The other gastronomic highlight of our stay was an evening at Flavour; it is an usual restaurant out on a business park on the road between Tarbert and Scalpay. We managed to book the only taxi on the island (it would serve anyone well to book early!) to take us from our cottage to the restaurant meaning we could have a drink with the food that thoroughly deserves to be accompanied by a good glass or two. The restaurant is unusual in that diners all sit down together, in one sitting, all at shared tables in the kitchen. The five tables of four get to watch the chef (Chris Loye) and his team prepare an eight-course tasting menu in front of their eyes and Chris takes his time to both explain each of the dishes to the guests and then wander between the tables for a chat. I have to say, the food was spectacularly good and worthy of top restaurants in major cities, so to find such greatness in a business unit on the outskirts of a village in the Outer Hebrides was a very pleasant and thoroughly enjoyable surprise to the say the least.

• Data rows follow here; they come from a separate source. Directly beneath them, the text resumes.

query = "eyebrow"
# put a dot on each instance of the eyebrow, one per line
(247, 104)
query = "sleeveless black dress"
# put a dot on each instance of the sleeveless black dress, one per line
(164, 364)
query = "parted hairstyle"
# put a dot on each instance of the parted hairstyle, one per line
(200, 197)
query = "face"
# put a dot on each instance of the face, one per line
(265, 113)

Since I was last on Harris some of the local shops have improved and the community shop down at the southern end of the island, at Leverburgh, was great. It sold a mixture Co-op branded products and great local produce meaning that my expectation that we should take a lot of food with us from Skye, was totally misplaced. Through a combination of the community shops, small pop-up shops and a variety of eateries, you can eat very well on Harris and there’s much that you will want to cram into your luggage to take home with you too!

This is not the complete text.